I retreat to three unreadable cities.

Writing has failed me over the past two years, as the ebb and flow of Israel’s all-out attack on Palestinian lifeworlds reshaped our reality. By « writing », I mean the discipline in which, through arranging words, I attempt to uncover something of my own thoughts. When I craft fiction, I feel as though I can create meaning — even the flimsiest of meanings — out of chaos. In attempting to put into text a few swirling ideas — paying attention to them, tracing their trajectories — I have often believed that I might discover a narrative, something to impose coherence upon the world’s disorder. But lately, this process has failed me.
I do not mean that I haven’t been putting words to paper. On the contrary, as can happen in times of crisis, I write incessantly — short form, half-essays, scattered poems, bits and pieces of stories, a few lines. Yet each time my mind tries to shape meaning, something resists: no narrative, coherent or not, emerges.

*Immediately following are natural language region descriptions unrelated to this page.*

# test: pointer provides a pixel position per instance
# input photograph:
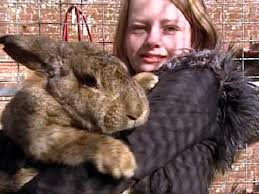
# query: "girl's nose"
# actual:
(154, 37)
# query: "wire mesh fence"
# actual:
(236, 20)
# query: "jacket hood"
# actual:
(238, 111)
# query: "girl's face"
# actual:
(156, 31)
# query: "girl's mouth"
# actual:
(151, 58)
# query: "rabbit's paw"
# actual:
(147, 80)
(114, 157)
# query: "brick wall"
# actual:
(236, 20)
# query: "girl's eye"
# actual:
(137, 29)
(88, 80)
(171, 29)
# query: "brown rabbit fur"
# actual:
(81, 95)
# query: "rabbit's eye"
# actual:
(89, 80)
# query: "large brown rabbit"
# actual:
(81, 95)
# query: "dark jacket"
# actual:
(202, 111)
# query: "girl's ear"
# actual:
(36, 52)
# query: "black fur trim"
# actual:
(238, 113)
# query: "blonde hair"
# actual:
(203, 33)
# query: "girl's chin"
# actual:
(148, 67)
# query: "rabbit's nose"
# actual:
(131, 117)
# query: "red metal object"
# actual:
(78, 14)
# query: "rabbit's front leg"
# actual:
(72, 147)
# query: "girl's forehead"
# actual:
(154, 9)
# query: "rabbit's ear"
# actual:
(38, 53)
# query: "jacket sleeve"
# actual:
(183, 110)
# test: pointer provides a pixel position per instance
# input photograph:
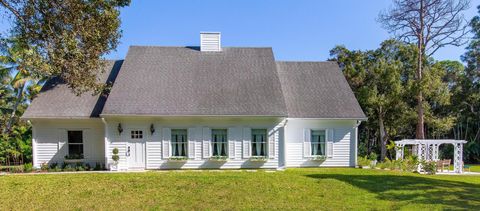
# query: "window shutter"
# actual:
(62, 142)
(207, 135)
(191, 142)
(247, 136)
(167, 135)
(271, 144)
(330, 135)
(231, 142)
(306, 143)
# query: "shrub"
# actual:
(68, 167)
(27, 167)
(115, 156)
(98, 167)
(53, 165)
(409, 164)
(88, 167)
(363, 161)
(44, 167)
(16, 169)
(429, 167)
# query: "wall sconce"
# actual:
(152, 129)
(119, 128)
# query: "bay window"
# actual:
(219, 142)
(259, 142)
(179, 143)
(318, 142)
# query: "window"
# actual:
(318, 142)
(259, 142)
(136, 134)
(219, 142)
(179, 143)
(75, 144)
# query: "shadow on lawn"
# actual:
(411, 189)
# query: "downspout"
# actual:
(106, 145)
(356, 143)
(282, 159)
(34, 146)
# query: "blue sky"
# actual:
(295, 29)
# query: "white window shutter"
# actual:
(231, 142)
(306, 143)
(330, 135)
(271, 144)
(207, 135)
(62, 141)
(247, 139)
(191, 142)
(167, 135)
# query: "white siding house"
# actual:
(208, 107)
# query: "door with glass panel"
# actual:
(259, 142)
(179, 143)
(219, 143)
(136, 149)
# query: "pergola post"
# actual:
(428, 150)
(458, 158)
(399, 154)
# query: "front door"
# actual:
(136, 150)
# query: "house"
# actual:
(201, 107)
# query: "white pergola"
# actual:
(427, 149)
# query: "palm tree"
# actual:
(23, 84)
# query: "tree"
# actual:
(383, 82)
(431, 24)
(65, 38)
(376, 78)
(24, 85)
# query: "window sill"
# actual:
(67, 160)
(178, 159)
(258, 159)
(318, 158)
(218, 158)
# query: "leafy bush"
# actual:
(373, 156)
(429, 167)
(68, 167)
(16, 169)
(98, 167)
(44, 167)
(115, 156)
(409, 164)
(88, 167)
(27, 167)
(363, 161)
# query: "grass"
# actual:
(311, 189)
(473, 167)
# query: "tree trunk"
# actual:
(420, 132)
(383, 141)
(14, 110)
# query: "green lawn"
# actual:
(312, 189)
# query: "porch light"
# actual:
(152, 129)
(119, 128)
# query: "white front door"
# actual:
(136, 152)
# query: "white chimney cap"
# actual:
(210, 41)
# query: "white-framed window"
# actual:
(75, 144)
(318, 142)
(179, 142)
(259, 142)
(136, 134)
(219, 142)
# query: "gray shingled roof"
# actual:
(56, 100)
(185, 81)
(317, 90)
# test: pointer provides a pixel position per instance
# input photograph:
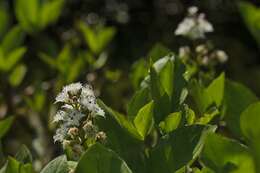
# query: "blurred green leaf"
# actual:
(251, 16)
(13, 39)
(224, 155)
(237, 99)
(158, 51)
(24, 155)
(140, 98)
(144, 119)
(4, 18)
(212, 95)
(249, 123)
(17, 75)
(5, 125)
(13, 58)
(35, 15)
(183, 145)
(122, 120)
(98, 159)
(99, 39)
(58, 165)
(171, 122)
(50, 12)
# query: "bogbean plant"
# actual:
(183, 117)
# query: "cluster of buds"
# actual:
(194, 26)
(75, 118)
(204, 55)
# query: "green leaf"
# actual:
(17, 75)
(212, 95)
(216, 89)
(13, 39)
(27, 13)
(140, 98)
(13, 58)
(224, 155)
(99, 39)
(144, 119)
(50, 12)
(171, 122)
(158, 51)
(5, 125)
(48, 60)
(58, 165)
(24, 155)
(122, 120)
(251, 17)
(183, 145)
(4, 18)
(237, 99)
(139, 70)
(13, 166)
(249, 123)
(99, 159)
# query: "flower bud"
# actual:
(66, 143)
(74, 131)
(101, 136)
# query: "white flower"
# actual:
(61, 134)
(194, 26)
(69, 117)
(72, 89)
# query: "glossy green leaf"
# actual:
(158, 51)
(249, 123)
(122, 120)
(13, 58)
(50, 12)
(251, 16)
(183, 145)
(24, 155)
(144, 119)
(98, 159)
(171, 122)
(5, 125)
(216, 89)
(99, 39)
(224, 155)
(237, 99)
(140, 98)
(17, 75)
(13, 39)
(58, 165)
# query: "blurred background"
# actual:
(45, 44)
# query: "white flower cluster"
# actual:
(78, 103)
(194, 26)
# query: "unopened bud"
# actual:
(101, 136)
(74, 131)
(66, 143)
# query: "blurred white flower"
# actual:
(79, 105)
(60, 134)
(194, 26)
(72, 89)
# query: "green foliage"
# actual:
(237, 99)
(58, 165)
(225, 155)
(5, 125)
(98, 39)
(35, 15)
(251, 16)
(98, 159)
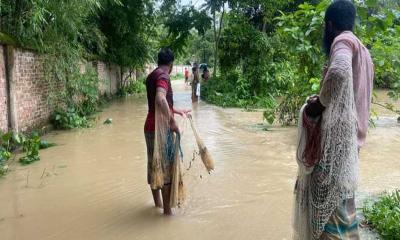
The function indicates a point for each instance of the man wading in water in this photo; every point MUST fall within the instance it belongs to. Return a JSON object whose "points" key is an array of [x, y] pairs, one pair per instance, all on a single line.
{"points": [[328, 169], [160, 121]]}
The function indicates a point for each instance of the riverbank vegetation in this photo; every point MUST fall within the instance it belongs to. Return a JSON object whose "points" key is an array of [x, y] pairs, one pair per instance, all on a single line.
{"points": [[383, 215], [28, 145], [271, 57]]}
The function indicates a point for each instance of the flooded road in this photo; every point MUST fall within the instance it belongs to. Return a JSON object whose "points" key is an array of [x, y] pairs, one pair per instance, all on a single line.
{"points": [[93, 184]]}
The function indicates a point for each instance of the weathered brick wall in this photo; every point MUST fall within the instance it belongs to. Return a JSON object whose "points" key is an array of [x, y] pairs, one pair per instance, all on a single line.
{"points": [[3, 93], [104, 76], [31, 91], [115, 77]]}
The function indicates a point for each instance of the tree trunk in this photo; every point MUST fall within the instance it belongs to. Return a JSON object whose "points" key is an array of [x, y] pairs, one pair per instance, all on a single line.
{"points": [[215, 45]]}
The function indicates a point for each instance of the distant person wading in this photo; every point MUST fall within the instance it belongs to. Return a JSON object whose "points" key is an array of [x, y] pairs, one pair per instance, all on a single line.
{"points": [[195, 84]]}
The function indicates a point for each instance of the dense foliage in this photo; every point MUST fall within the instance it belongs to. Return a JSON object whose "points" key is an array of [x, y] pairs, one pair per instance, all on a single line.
{"points": [[274, 54], [384, 215]]}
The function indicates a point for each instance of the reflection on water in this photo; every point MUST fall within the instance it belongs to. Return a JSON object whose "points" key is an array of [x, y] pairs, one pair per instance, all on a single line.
{"points": [[93, 184]]}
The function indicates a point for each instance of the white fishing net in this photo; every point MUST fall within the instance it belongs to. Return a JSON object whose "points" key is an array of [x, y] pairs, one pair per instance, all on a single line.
{"points": [[319, 190]]}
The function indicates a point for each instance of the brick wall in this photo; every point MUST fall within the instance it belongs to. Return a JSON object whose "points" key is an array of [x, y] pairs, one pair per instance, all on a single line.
{"points": [[3, 93], [30, 91]]}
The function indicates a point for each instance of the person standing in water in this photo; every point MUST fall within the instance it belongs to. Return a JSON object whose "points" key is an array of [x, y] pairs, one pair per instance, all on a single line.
{"points": [[206, 74], [186, 75], [195, 82], [325, 189], [161, 106]]}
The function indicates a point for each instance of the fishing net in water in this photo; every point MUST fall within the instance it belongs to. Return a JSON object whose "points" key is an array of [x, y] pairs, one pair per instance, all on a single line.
{"points": [[321, 188], [204, 153], [177, 187], [161, 148]]}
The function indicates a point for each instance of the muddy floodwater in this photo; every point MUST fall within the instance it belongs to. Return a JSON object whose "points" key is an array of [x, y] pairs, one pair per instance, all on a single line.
{"points": [[93, 184]]}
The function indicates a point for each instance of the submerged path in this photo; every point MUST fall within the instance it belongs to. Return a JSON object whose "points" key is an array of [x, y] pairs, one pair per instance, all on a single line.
{"points": [[93, 184]]}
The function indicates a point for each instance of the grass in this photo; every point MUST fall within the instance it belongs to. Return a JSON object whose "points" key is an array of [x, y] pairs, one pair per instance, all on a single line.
{"points": [[383, 215]]}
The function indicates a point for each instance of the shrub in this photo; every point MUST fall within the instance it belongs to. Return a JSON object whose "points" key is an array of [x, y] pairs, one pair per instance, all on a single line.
{"points": [[384, 215]]}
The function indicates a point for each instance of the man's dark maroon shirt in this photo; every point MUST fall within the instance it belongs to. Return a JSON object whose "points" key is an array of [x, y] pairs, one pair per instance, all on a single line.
{"points": [[159, 78]]}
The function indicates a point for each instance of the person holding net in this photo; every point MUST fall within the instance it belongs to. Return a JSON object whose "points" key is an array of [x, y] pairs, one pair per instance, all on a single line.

This is not to say that the political implications of what we are going through are unclear. They are clear as day: Israel’s guilt is undeniable, as is the complicity — muted, apologetic, or outright enthusiastic — of governments worldwide. Nor would I claim that writing — documenting, resisting, pushing back, exposing the conditions of our eradication — is futile. What I mean is that the onslaught is so relentless, so cruel and unceasing, that on a personal level I fail to construct a narrative. I fail, daily, to make sense of it.